Nel pomeriggio concludiamo la realizzazione dell’ultima matrice e la prepariamo per la stampa del giorno dopo. L’indomani stamperemo su carta giapponese e Ariadna ci accompagna nella scelta di quella più indicata per le nostre necessità. Questa esperienza è stata per me molto utile anche perchè ho avuto modo di conoscere meglio le carte orientali e sperimentare le diverse tipologie. 

La sera è sempre un bel momento di scambio con le altre partecipanti ai workshop e la collina fa sentire a casa. Sono giorni di bel tempo, l’aria è tiepida, l’ideale per una passeggiata nella vicina Arenys de Mar e per un tuffo nel mare!


Preparazione di una nuova matrice, fase di disegno

 

Giorno 5 - 17/04/26

Attività:

  • Stampa dell’ultimo progetto 

  • Conclusione del corso e saluti 

Oggi è l’ultimo giorno di workshop e mi sembra che la settimana sia trascorsa troppo in fretta. E’ un pensiero condiviso anche dalle mie colleghe e c’è già un po’ di nostalgia fra chi partirà e chi resterà per un’altra settimana. Sono molto curiosa di vedere il risultato dell’ultima matrice e, essendo abbastanza grande, mi rimbocco subito le maniche per finire il prima possibile la tiratura con l’assistenza di Ariadna.


Inchiostrazione della matrice



Fase di stampa con l’aiuto Ariadna


Nel tardo pomeriggio è tempo di salutare Ariadna, Jordi e Claudia che ci consegnano l’attestato di partecipazione al corso. Sono stati degli insegnanti molto competenti e disponibili, dai quali ho imparato, aldilà delle competenze fornite dal corso, tanti piccoli accorgimenti per il lavoro in laboratorio.

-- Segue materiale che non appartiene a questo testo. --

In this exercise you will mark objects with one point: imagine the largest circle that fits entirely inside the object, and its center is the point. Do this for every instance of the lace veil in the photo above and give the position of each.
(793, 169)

L’ultima sera passa con una passeggiata nella zona e in compagnia delle mie colleghe prima di salutarci. L’indomani parto presto per tornare in Italia.

 

Giorno 6 - 18/04/26

 Attività: 

  • Rientro in Italia 

Oggi torno a casa con un bagaglio molto più ricco: l’apprendimento di una nuova tecnica, che ho trovato estremamente interessante e per la quale vorrei trovare uno spazio di utilità all’interno del WE DO Fablab, il prezioso lascito delle persone che ho incontrato sul mio cammino e che ho avuto il privilegio di conoscere sia da un punto di vista sia umano sia creativo, e uno scorcio nuovo sulla sostenibilità ambientale nell’ambito artistico e in particolare incisorio. 

L’esperienza all’Art Print Residence è stata molto importante per me grazie alla grande professionalità e preparazione del suo team e grazie a un luogo che si è rivelato estremamente accogliente e in grado di favorire la creatività.